Nagios Support Forum

Posted: **Thu Dec 20, 2018 11:55 am**

Hello,

I think I might be experiencing an issue after a recent logstash failure.

I ran the following command on the primary node in my Log Server cluster: curl -XGET 'http://localhost:9200/_cat/shards?v'

It appears that the: nagioslogserver_log is stuck INITIALIZING and it's keeping my cluster status in Yellow.

Please see attached export from Log Server.

Not sure what to do to get it back to Green. Also, I'm having trouble with snapshots again. It seems that once we try to snap 30 days, the system just can't handle it and we get logstash failures.

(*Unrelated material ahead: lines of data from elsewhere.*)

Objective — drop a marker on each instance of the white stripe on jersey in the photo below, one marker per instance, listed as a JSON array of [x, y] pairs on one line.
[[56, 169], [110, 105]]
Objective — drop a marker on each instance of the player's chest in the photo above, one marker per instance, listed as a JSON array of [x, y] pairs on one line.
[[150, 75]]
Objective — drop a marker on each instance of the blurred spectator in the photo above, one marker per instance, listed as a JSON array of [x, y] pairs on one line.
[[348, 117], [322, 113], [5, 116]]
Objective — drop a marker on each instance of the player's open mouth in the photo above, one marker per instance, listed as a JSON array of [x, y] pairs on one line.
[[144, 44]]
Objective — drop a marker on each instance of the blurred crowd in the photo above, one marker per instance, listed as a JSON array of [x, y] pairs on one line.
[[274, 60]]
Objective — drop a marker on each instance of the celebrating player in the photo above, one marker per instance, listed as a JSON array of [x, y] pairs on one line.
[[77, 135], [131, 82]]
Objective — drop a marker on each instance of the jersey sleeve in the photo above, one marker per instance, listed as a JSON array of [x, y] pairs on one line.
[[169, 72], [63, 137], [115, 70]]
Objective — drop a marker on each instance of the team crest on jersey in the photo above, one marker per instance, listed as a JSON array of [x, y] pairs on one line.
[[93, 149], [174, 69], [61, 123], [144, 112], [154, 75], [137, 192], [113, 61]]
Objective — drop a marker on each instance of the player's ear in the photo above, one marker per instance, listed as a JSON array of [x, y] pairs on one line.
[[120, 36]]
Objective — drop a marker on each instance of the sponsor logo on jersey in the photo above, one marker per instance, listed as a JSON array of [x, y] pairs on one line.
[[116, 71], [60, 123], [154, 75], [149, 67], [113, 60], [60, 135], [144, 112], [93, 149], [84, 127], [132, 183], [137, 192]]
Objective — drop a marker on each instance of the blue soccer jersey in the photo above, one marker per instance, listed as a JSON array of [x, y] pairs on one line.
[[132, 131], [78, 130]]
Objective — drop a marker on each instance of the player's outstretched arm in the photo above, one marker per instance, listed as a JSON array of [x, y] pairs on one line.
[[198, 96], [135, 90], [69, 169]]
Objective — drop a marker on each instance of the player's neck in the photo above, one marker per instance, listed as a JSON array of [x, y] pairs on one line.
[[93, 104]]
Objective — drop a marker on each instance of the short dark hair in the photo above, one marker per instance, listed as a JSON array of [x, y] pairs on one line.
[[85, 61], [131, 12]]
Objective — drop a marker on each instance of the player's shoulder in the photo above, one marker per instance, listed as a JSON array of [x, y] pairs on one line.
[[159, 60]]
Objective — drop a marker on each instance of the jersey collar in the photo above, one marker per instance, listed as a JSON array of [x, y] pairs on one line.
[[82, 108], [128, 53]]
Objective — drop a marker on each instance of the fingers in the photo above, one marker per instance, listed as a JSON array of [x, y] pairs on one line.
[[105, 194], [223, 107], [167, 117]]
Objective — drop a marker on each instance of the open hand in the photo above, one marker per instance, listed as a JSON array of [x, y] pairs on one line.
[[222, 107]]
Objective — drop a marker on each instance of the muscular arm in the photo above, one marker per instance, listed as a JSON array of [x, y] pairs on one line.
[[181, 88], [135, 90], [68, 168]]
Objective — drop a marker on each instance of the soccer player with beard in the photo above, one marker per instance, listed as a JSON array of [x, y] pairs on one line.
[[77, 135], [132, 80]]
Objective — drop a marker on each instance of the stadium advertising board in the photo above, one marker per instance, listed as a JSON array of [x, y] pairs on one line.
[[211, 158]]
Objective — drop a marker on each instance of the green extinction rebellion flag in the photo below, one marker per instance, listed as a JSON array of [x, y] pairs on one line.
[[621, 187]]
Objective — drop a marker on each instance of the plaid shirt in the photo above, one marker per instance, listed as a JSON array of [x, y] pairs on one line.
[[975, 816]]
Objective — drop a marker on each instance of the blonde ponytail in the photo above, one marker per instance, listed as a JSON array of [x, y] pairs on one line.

Posted: **Thu Dec 20, 2018 6:01 pm**

Was the output modified to remove the node information(uuid/ip)? I would start by restarting the elasticsearch service where the replica's are found and if that doesn't do the trick, restart the service on the primary(after the first server's service comes back).

Posted: **Thu Dec 20, 2018 6:06 pm**

Yes, I omitted the IPs. I didn't think they would matter for my question.

Thank you, I'll try that.

Posted: **Thu Dec 20, 2018 7:02 pm**

Unfortunately, that did not work. There are still two log shards that are stuck initializing.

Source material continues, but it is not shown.